Plan for a virtual assistant
Since this is the planning time of year, thought I’d weigh in with a comment or two. I’ve always been a planning evangelist, ending up the company planning cheerleader wherever I’ve worked. It’s always been tough going, because planning is seen as a detestable activity by so many workers. It’s just plain contrary to many a nature: focusing on goals and objectives, hair-splitting language, writing everything out in recipe form. Those who enjoy planning are in a special sub-sub-category of annoying management nerds.
Nonetheless, I’m here to promote the concept of planning as a journey and adventure that makes progress much more accessible. When you seriously devote time and attention to a planning process, you make a connection to meaning that motivates forward progress. Your mind mapping serves to orient your efforts. You dream a working solution, and then it gathers around you. What’s the hitch? Your dreaming must be devoted, intense, precise.
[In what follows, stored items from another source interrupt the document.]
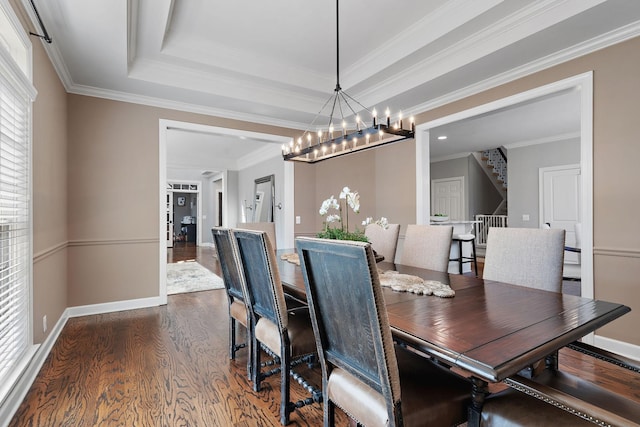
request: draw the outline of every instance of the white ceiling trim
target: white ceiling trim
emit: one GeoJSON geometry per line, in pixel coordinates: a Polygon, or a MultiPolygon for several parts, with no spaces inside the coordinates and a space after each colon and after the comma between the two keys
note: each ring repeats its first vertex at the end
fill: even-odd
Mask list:
{"type": "Polygon", "coordinates": [[[193,67],[184,67],[148,58],[137,58],[130,67],[129,77],[243,101],[255,102],[256,99],[278,99],[277,103],[271,103],[270,105],[304,111],[309,114],[315,114],[318,106],[325,102],[322,97],[304,96],[300,92],[265,86],[246,79],[241,81],[238,76],[212,74],[207,70],[198,70],[193,67]],[[184,76],[184,78],[177,80],[176,76],[184,76]]]}
{"type": "Polygon", "coordinates": [[[497,74],[496,76],[480,81],[477,84],[461,88],[460,90],[450,92],[444,96],[418,104],[407,109],[405,113],[406,115],[412,115],[429,111],[638,36],[640,36],[640,21],[636,21],[625,27],[613,30],[603,36],[595,37],[589,41],[580,43],[569,49],[565,49],[564,51],[560,51],[539,60],[532,61],[523,66],[513,68],[505,73],[497,74]]]}
{"type": "Polygon", "coordinates": [[[92,86],[73,85],[67,89],[68,93],[76,95],[93,96],[95,98],[109,99],[112,101],[129,102],[131,104],[146,105],[149,107],[165,108],[167,110],[184,111],[188,113],[203,114],[213,117],[221,117],[231,120],[257,123],[269,126],[279,126],[290,129],[300,129],[302,125],[298,122],[288,120],[277,120],[270,117],[260,116],[251,113],[237,113],[235,111],[223,110],[220,108],[208,107],[204,105],[189,104],[186,102],[172,101],[153,96],[137,95],[129,92],[107,90],[92,86]]]}
{"type": "MultiPolygon", "coordinates": [[[[276,57],[254,54],[252,59],[260,66],[254,67],[247,71],[246,65],[242,57],[244,56],[238,49],[230,48],[222,43],[214,43],[207,41],[209,47],[215,46],[216,56],[209,56],[203,48],[196,45],[185,45],[175,41],[167,42],[162,53],[176,60],[179,58],[182,63],[189,61],[190,58],[200,58],[194,66],[203,65],[211,67],[211,69],[219,69],[224,73],[233,73],[236,75],[246,75],[262,80],[270,80],[285,85],[293,85],[309,90],[323,91],[331,88],[331,84],[335,83],[335,76],[321,74],[315,70],[305,67],[288,65],[283,69],[282,63],[276,57]],[[218,58],[224,58],[224,61],[215,62],[218,58]],[[284,72],[286,71],[286,72],[284,72]]],[[[331,59],[331,58],[328,58],[331,59]]]]}
{"type": "Polygon", "coordinates": [[[259,163],[264,162],[265,160],[272,159],[274,157],[282,157],[282,144],[287,143],[291,138],[282,139],[281,145],[276,144],[265,144],[260,150],[256,150],[252,153],[247,154],[246,156],[238,159],[237,166],[238,170],[246,169],[251,166],[255,166],[259,163]]]}
{"type": "Polygon", "coordinates": [[[127,69],[136,57],[138,46],[139,0],[127,0],[127,69]]]}
{"type": "Polygon", "coordinates": [[[536,32],[542,31],[602,1],[565,1],[558,4],[557,1],[546,0],[545,2],[533,3],[502,19],[498,24],[486,28],[485,31],[467,37],[446,50],[442,50],[436,55],[431,55],[425,60],[395,73],[375,86],[369,86],[352,95],[364,105],[376,105],[382,100],[411,90],[425,81],[436,79],[536,32]]]}
{"type": "MultiPolygon", "coordinates": [[[[344,70],[344,86],[356,84],[382,72],[389,64],[395,64],[423,46],[455,30],[478,15],[486,12],[503,0],[455,0],[446,3],[425,16],[380,48],[363,57],[344,70]]],[[[341,73],[343,70],[340,70],[341,73]]]]}
{"type": "MultiPolygon", "coordinates": [[[[138,0],[130,1],[137,2],[138,0]]],[[[30,9],[28,0],[22,0],[22,3],[25,7],[25,10],[30,9]]],[[[35,25],[35,16],[32,13],[29,13],[29,17],[33,21],[33,25],[35,25]]],[[[625,40],[629,40],[637,36],[640,36],[640,21],[636,21],[625,27],[613,30],[603,36],[595,37],[590,41],[580,43],[572,48],[565,49],[562,52],[549,55],[545,58],[541,58],[540,60],[532,61],[529,64],[515,68],[500,75],[496,75],[495,77],[492,77],[490,79],[485,79],[484,81],[478,82],[477,84],[461,88],[460,90],[451,92],[445,96],[431,99],[413,107],[407,107],[404,109],[404,113],[405,115],[411,115],[428,111],[433,108],[437,108],[439,106],[466,98],[468,96],[483,92],[493,87],[509,83],[527,75],[542,71],[552,66],[567,62],[583,55],[587,55],[589,53],[612,46],[625,40]]],[[[167,100],[163,98],[137,95],[128,92],[78,85],[73,82],[69,70],[62,60],[62,55],[55,41],[52,44],[48,44],[43,41],[41,41],[41,43],[43,44],[45,51],[47,52],[47,55],[49,56],[49,59],[51,60],[56,73],[58,74],[58,77],[60,78],[63,86],[65,87],[65,90],[68,93],[293,129],[305,128],[308,125],[308,123],[299,123],[289,120],[278,120],[253,113],[239,113],[221,108],[195,105],[179,101],[167,100]]]]}
{"type": "Polygon", "coordinates": [[[514,142],[511,144],[505,144],[504,146],[507,150],[510,150],[512,148],[528,147],[530,145],[548,144],[549,142],[566,141],[569,139],[576,139],[576,138],[577,139],[580,138],[580,132],[570,132],[562,135],[551,136],[548,138],[539,138],[539,139],[532,139],[529,141],[514,142]]]}

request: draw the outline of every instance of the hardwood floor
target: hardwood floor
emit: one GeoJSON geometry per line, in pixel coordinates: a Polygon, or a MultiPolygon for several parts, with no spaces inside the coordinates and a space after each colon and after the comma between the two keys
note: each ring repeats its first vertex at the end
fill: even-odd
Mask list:
{"type": "MultiPolygon", "coordinates": [[[[177,246],[168,259],[196,259],[220,274],[212,248],[177,246]]],[[[9,425],[279,426],[278,376],[253,392],[246,351],[229,360],[227,334],[224,290],[69,319],[9,425]]],[[[560,368],[640,402],[640,375],[568,349],[561,350],[560,368]]],[[[317,371],[303,369],[320,384],[317,371]]],[[[292,397],[306,397],[296,382],[292,397]]],[[[342,413],[338,420],[348,424],[342,413]]],[[[298,409],[290,425],[322,425],[321,406],[298,409]]]]}

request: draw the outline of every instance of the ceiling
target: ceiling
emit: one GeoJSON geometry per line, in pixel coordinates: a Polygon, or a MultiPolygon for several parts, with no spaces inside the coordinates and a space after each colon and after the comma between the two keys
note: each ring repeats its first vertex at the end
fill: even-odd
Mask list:
{"type": "MultiPolygon", "coordinates": [[[[71,93],[304,130],[336,85],[331,1],[36,5],[53,38],[49,55],[71,93]]],[[[368,109],[408,117],[639,34],[637,0],[342,0],[340,85],[368,109]]],[[[562,102],[555,98],[510,111],[561,111],[549,108],[562,102]]],[[[531,132],[555,131],[560,116],[537,119],[531,132]]],[[[501,124],[470,120],[455,132],[477,135],[473,127],[484,126],[494,139],[497,130],[517,132],[518,141],[544,138],[528,135],[522,118],[492,119],[501,124]]],[[[190,140],[224,145],[225,156],[253,150],[238,138],[182,134],[182,153],[190,140]]]]}

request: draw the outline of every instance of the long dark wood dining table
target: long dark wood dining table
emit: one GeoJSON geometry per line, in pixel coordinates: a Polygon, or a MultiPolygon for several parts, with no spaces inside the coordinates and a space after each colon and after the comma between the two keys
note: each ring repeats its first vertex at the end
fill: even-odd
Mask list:
{"type": "MultiPolygon", "coordinates": [[[[280,279],[285,292],[305,299],[302,269],[281,258],[293,252],[278,251],[280,279]]],[[[453,298],[439,298],[383,288],[396,339],[470,373],[470,426],[479,425],[489,382],[517,374],[631,310],[623,304],[472,276],[388,262],[377,265],[381,271],[437,280],[455,291],[453,298]]]]}

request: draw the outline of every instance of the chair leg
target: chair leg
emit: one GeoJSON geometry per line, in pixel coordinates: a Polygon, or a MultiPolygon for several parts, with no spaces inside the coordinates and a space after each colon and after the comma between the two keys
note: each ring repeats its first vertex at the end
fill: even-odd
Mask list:
{"type": "Polygon", "coordinates": [[[251,380],[253,390],[260,391],[260,343],[255,339],[251,341],[251,380]]]}
{"type": "Polygon", "coordinates": [[[458,240],[458,270],[462,274],[462,264],[464,258],[462,257],[462,240],[458,240]]]}
{"type": "Polygon", "coordinates": [[[289,403],[289,373],[291,371],[291,354],[289,348],[280,350],[280,423],[283,426],[289,424],[289,414],[292,412],[292,405],[289,403]]]}
{"type": "Polygon", "coordinates": [[[229,316],[229,359],[236,358],[236,319],[229,316]]]}
{"type": "Polygon", "coordinates": [[[336,425],[336,406],[332,401],[324,399],[324,426],[335,427],[336,425]]]}
{"type": "Polygon", "coordinates": [[[476,239],[473,239],[471,241],[471,249],[473,250],[473,268],[474,268],[474,272],[476,274],[476,277],[478,277],[478,258],[476,257],[476,239]]]}

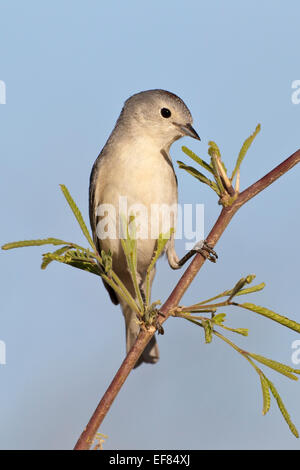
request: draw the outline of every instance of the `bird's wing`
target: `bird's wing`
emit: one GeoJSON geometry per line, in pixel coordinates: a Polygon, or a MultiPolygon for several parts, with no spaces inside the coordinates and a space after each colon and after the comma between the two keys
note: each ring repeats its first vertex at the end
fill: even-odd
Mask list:
{"type": "MultiPolygon", "coordinates": [[[[98,179],[98,174],[99,174],[99,165],[101,163],[101,159],[103,158],[104,156],[104,152],[102,151],[100,153],[100,155],[98,156],[98,158],[96,159],[94,165],[93,165],[93,168],[92,168],[92,171],[91,171],[91,176],[90,176],[90,188],[89,188],[89,214],[90,214],[90,224],[91,224],[91,228],[92,228],[92,233],[93,233],[93,239],[94,239],[94,243],[96,245],[96,248],[97,248],[97,251],[99,253],[99,255],[101,254],[101,245],[100,245],[100,240],[99,238],[97,237],[97,234],[96,234],[96,228],[97,228],[97,215],[96,215],[96,209],[97,209],[97,201],[95,199],[95,192],[96,192],[96,182],[97,182],[97,179],[98,179]]],[[[116,296],[116,293],[115,291],[105,282],[103,281],[103,284],[105,286],[105,288],[107,289],[108,293],[109,293],[109,296],[110,296],[110,299],[111,301],[115,304],[115,305],[118,305],[119,304],[119,300],[116,296]]]]}

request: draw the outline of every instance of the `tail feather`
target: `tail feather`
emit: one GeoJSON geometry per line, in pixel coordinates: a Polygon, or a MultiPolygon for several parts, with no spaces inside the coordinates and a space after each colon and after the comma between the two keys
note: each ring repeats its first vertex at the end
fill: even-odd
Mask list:
{"type": "Polygon", "coordinates": [[[143,362],[147,364],[155,364],[159,359],[159,350],[158,344],[156,341],[155,336],[152,336],[149,343],[145,347],[144,351],[142,352],[140,358],[137,360],[134,368],[141,365],[143,362]]]}

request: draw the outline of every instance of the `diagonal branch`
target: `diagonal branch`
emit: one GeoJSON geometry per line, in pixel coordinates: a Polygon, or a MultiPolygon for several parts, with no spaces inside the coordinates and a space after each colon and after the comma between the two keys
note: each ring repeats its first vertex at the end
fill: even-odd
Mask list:
{"type": "MultiPolygon", "coordinates": [[[[280,176],[291,170],[297,163],[300,162],[300,149],[297,150],[293,155],[284,160],[280,165],[276,166],[272,171],[267,173],[263,178],[258,180],[256,183],[249,186],[242,193],[240,193],[236,200],[228,207],[223,207],[215,225],[210,231],[206,241],[209,245],[215,246],[224,230],[230,223],[234,214],[242,207],[246,202],[250,201],[253,197],[257,196],[261,191],[270,186],[280,176]]],[[[179,304],[182,296],[190,286],[191,282],[201,269],[206,259],[201,255],[197,254],[193,261],[190,263],[177,285],[171,292],[170,296],[160,309],[160,312],[164,316],[160,316],[159,323],[164,323],[167,318],[172,315],[172,310],[179,304]]],[[[103,395],[99,405],[97,406],[93,416],[91,417],[86,428],[82,432],[78,439],[74,450],[88,450],[95,438],[95,434],[99,429],[100,424],[105,418],[108,410],[110,409],[114,399],[119,393],[123,383],[127,379],[131,370],[133,369],[136,361],[139,359],[146,345],[149,343],[151,337],[155,333],[155,328],[149,330],[142,329],[135,344],[127,354],[126,358],[122,362],[118,372],[116,373],[113,381],[103,395]]]]}

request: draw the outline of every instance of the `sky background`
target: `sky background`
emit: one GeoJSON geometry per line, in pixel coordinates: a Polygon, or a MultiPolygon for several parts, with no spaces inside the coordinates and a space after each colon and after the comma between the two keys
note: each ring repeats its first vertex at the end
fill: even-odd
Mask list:
{"type": "MultiPolygon", "coordinates": [[[[88,222],[88,182],[125,99],[163,88],[194,116],[201,142],[171,148],[181,203],[205,204],[205,233],[220,206],[176,160],[186,145],[205,157],[219,145],[227,167],[258,122],[241,187],[299,147],[300,4],[251,1],[0,1],[1,244],[54,236],[85,243],[59,184],[88,222]]],[[[183,303],[256,273],[267,286],[248,301],[300,321],[300,166],[242,208],[183,303]]],[[[176,242],[184,254],[184,240],[176,242]]],[[[49,247],[51,249],[51,247],[49,247]]],[[[62,264],[40,270],[48,247],[1,252],[0,447],[71,449],[125,354],[124,321],[99,278],[62,264]]],[[[153,300],[181,273],[160,260],[153,300]]],[[[299,336],[252,312],[228,310],[244,349],[293,366],[299,336]]],[[[263,417],[251,366],[215,338],[169,319],[155,366],[130,374],[100,431],[105,449],[298,449],[274,400],[263,417]]],[[[298,366],[299,367],[299,366],[298,366]]],[[[300,384],[264,369],[300,429],[300,384]]]]}

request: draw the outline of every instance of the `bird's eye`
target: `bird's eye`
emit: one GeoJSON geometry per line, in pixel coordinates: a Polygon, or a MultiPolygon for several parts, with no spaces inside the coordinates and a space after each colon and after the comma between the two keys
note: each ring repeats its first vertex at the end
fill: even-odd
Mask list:
{"type": "Polygon", "coordinates": [[[168,108],[162,108],[160,110],[160,114],[162,115],[162,117],[164,118],[169,118],[171,116],[171,111],[168,109],[168,108]]]}

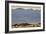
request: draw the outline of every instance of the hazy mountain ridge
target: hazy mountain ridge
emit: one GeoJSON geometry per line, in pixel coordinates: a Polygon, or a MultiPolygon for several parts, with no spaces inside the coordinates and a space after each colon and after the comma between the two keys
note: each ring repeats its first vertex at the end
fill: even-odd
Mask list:
{"type": "Polygon", "coordinates": [[[40,21],[40,10],[17,8],[12,9],[13,21],[40,21]]]}

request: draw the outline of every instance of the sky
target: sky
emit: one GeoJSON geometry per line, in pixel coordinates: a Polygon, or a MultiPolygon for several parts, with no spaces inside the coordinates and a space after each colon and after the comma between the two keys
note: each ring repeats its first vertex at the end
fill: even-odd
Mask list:
{"type": "Polygon", "coordinates": [[[12,24],[16,23],[39,23],[41,19],[41,10],[31,8],[12,9],[12,24]]]}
You can’t phone it in.
As you prepare for another year in your business, you can make a plan so that, at moments of confusion, you can consult it and carry on. Again, this works best if the plan itself is made with the hearty commitment of its stakeholders. Don’t use someone else’s plan. To live it, you have to have birthed it.
And here’s the deep inner reason for this post. I believe many businesses aren’t taking advantage of the savings and expertise available through virtual assistants because they don’t know how to plan for it. Either they don’t know how to plan at all, and spend all their time barely holding the wispy ends of their businesses together; or they plan religiously, but don’t have the data to scientifically predict the ROI from working with a VA.
Fellow VAs out there – Isn’t this true? I’d be glad to be proven wrong, but it’s a sad fact, most likely. What can we do? For people who don’t like to plan, we can encourage them with articles like this one; and if they’re clients, we can help them work though a planning process (making sure it’s REALLY FUN, of course, both ACCURATE and STIMULATING).
For those who plan routinely, we VAs can do a better job providing data to bolster projections. Our articles and posts need to emphasize the hard facts as much as is tasteful. We know VAs save money, time, and the environment. Are we each armed and ready to share this info convincingly with clients?
And may this post serve to suggest to all you owners and managers out there who could use a helping hand: make a plan for how your VA will operate in the structure of your business. Make it specific and clear. You’ll be amazed how it manifests. Just by articulating your needs, just by visualizing in detail a new approach, you begin to make improvement happen.